Some of the most successful dieters swear by writing down everything you eat. Weight Watchers (I tried that too) is big on this. I just couldn't make myself do it. I have been looking at better ways to put some of the more beneficial things in my life on autopilot: For example, I have amounts deducted every paycheck to be put directly into my 401k account and what I call the "house savings" account, which covers real estate taxes, insurance bills, repairs and emergencies. This makes the process of saving work in spite of myself. So why can't I get that to work for a diet?

So here's a tip: I have made a checklist of the good diet stuff that should be done every day. I have added some non-diet things, like decluttering and savings activities, too. Some of these items include:
8 oz water
8 oz water
8 oz water, etc.
1 cup vegetable
1 cup vegetable, etc.
1 pc fruit or cup juice
10 minute walking
Note or letter written & sent
Cleaning/decluttering action
Savings reserved-dollar jar or deposit
Money saved-skipped purchase or asked for discount

There are more items, and the list is growing as I think of new things to add. I figure, I can easily check off the stuff I DO and am more likely to keep up!

Looks Like Blogging Isn't Really My Thing

April 14th, 2007 at 04:54 pm

I do like to write, but it seems like I either don't have the time to do a decent job at something I'm working on, or I revise, revise, and yet again revise, never reaching a final acceptable result. The moral of this little story is: Just Do It. I will never produce deathless prose. Maybe I'll regret not fine-tuning something I've put on paper (or in this case, on screen), but if it never gets written it was never going to be of use anyway. This won't help anyone save - heck, it's not helping me save either. But I'm in the process of trying to work out some of the kinks in my life: Weight, clutter, career stuckedness, and of course, the desire to do better with my finances. All of it has become related in a sort of "personal clog" and I've been working on a grand plan to get all of it unstuck. More later. For now, I'm throwing caution to the winds and posting an entry to say, I'm still alive, still kicking, still trying to figure out "what's it all about?"

Sometimes It's Better to Save Time Than Money

January 3rd, 2007 at 02:24 pm

I finished 2006 somewhat in the red. During the year I replaced all the windows in my house with more energy-efficient ones. While I could have struggled with the old double-hung windows a few years longer (some of them had to be wrestled open with a screwdriver), I really, really wanted new ones. I have a neighbor who used to be in the window-installation business. I bought my kitchen cabinets used from him when I moved to the neighborhood and he gave me a great deal. He and some friends earn a little extra money doing the occasional window installation job on weekends. I could have bought the windows myself and my brother would have installed them, but he has plenty of work to do at his own home and while I would have saved a lot, I would have waited months, perhaps years, for the job to be completed. So I spent the dough and I'm glad I did. There's even a small tax deduction I can take for doing an energy efficient improvement to the house. While I hope the windows will eventually pay for themselves in energy savings, I'm still pinched by the expenditure.

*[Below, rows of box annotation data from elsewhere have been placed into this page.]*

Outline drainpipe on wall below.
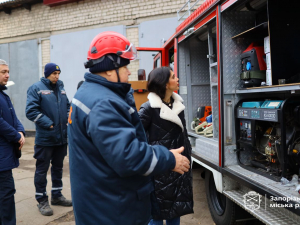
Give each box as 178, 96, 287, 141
38, 38, 50, 78
38, 38, 43, 78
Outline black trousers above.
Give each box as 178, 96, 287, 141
0, 170, 16, 225
34, 144, 67, 202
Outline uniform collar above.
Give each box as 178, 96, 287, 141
41, 77, 63, 89
0, 85, 7, 91
84, 73, 131, 98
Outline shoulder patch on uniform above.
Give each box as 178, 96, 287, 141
38, 90, 53, 95
72, 98, 91, 114
128, 108, 135, 114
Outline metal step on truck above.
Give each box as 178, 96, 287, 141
139, 0, 300, 225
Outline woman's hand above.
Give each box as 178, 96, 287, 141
170, 147, 190, 174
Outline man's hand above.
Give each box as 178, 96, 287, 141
170, 147, 190, 174
18, 132, 25, 150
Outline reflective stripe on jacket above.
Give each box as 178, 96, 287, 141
0, 85, 25, 171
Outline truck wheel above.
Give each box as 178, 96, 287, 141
205, 170, 236, 225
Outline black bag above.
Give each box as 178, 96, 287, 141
14, 143, 22, 159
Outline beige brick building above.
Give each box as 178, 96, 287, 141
0, 0, 204, 80
0, 0, 203, 129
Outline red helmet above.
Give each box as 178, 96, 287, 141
85, 31, 137, 68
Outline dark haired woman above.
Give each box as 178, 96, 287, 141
139, 67, 193, 225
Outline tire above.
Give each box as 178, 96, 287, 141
205, 170, 237, 225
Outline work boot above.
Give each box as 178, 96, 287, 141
37, 200, 53, 216
51, 195, 72, 206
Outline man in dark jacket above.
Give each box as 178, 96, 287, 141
68, 32, 189, 225
0, 59, 25, 225
26, 63, 72, 216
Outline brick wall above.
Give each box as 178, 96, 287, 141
0, 0, 204, 80
0, 0, 195, 39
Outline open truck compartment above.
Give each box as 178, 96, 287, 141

I also opted to have a contractor replace the gutters on my house instead of doing it myself (that is, asking my brother to do it). My brother replaced the soffits and fascia, which were either in bad shape or nonexistent, and while it took about 2 months for the contractor to get around to the job and I got poured on every time I went in or out the door when it was raining, again it seemed prudent to have the professionals get the job done in one day. They did beautiful trimming and ran two of the downspouts into a trench drain my brother dug over the summer. The gutters on my garage are old steel ones that have rusted through, so my brother saved the old aluminum gutters from the house and will eventually put them on the garage.

I guess I'm not being terribly frugal, but sometimes it just seems to make more sense to get something done well and quickly than to putz around hoping to save a few dollars by cobbling things together or getting it done in fits and starts.

Missing in Action

November 3rd, 2006 at 09:29 am

I can't believe it's been so long since I had a chance to post an entry here. I've been missing in action since early summer. If anyone read my first two entries and was hopeful for more, I hope to get back on track now. I have a number of topics I've been thinking about; I just haven't had time to put them into print!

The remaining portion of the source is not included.